Валя заглянула в кухоньку и обмерла. Белённая в давние времена покосившаяся стена выглядела как после бомбёжки, облезшие кирпичи напоминали стёртые стариковские зубы. Чтобы не рухнуть, они были подпёрты обструганным деревянным стволом, щели замазаны чем-то бело-розовым, и сквозь них с улицы залез хмель.
– Что это со стеной?
– Мальчонка соседский научил щели жвачкой заклеивать. У меня зубов почти нет. Его позову, жвачки куплю. Он пожуёт и заклеит. Сейчас ничего, а зимой обмерзает, дует сильно, – старуха наливала в кружку квас из трёхлитровой банки.
– Так ведь на голову рухнет! – воскликнула Валя.

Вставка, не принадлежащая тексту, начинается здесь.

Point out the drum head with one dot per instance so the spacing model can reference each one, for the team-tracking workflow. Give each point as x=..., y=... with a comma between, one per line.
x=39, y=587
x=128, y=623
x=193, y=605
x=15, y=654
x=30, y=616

– Кому моя голова нужна? – обиженно спросила старуха. – Я в войну медсестрой до Берлина дошла. Старик помер, дочка на северах. Обещали как фронтовичке дать. Хрена лысого дали! Как звать-то?
– Валя.
– Пей, Валя, квас. По старинке делаю. Изюма теперь хорошего не достанешь, кладу яблоко, мёд, листья малины. Я – Зоя Арсентьевна Балабанова. Работала всю жизнь на заводе холодильников. Вишь, как вышиваю, глаза что у сокола. На жизнь не жалуюсь, лучше хлеб с водой, чем пирог с бедой. Только ниток для вышивки нет. Старые тряпки на цветные нитки распускаю. Пришли из Москвы ниток, я за это что хошь подарю!
– Пришлю. Мать достаёт мулине на рынке, все цвета пришлю, – пообещала Валя, прихлёбывая из кружки. – Напишите адрес. Квас волшебный!
– Муж-то есть?
– Нет.
– Так в полюбовницах и ходишь?
– А что, видно? – засмеялась Валя.
– Не видно, да слышно! Парня Окошкиных ты с работы уволила? В магазине только про это и говорят. Раньше у него киоск был, потом не поделили, напарника убили, он сухим из воды вышел. Теперь в гостинице приворовывает. Директор гостиницы – кум его матери.
– Свинья он. И дружки у него свиньи, – сказала Валя.
– Рассказывала Надька, что газетами торгует. При ней было. Так ведь в гостинице чистые девки не живут, вот парни и балуют. Мне окошкинского не жалко, кучу девчонок перепортил, а женился на дочке начальника сберкассы, теперь крепко живёт.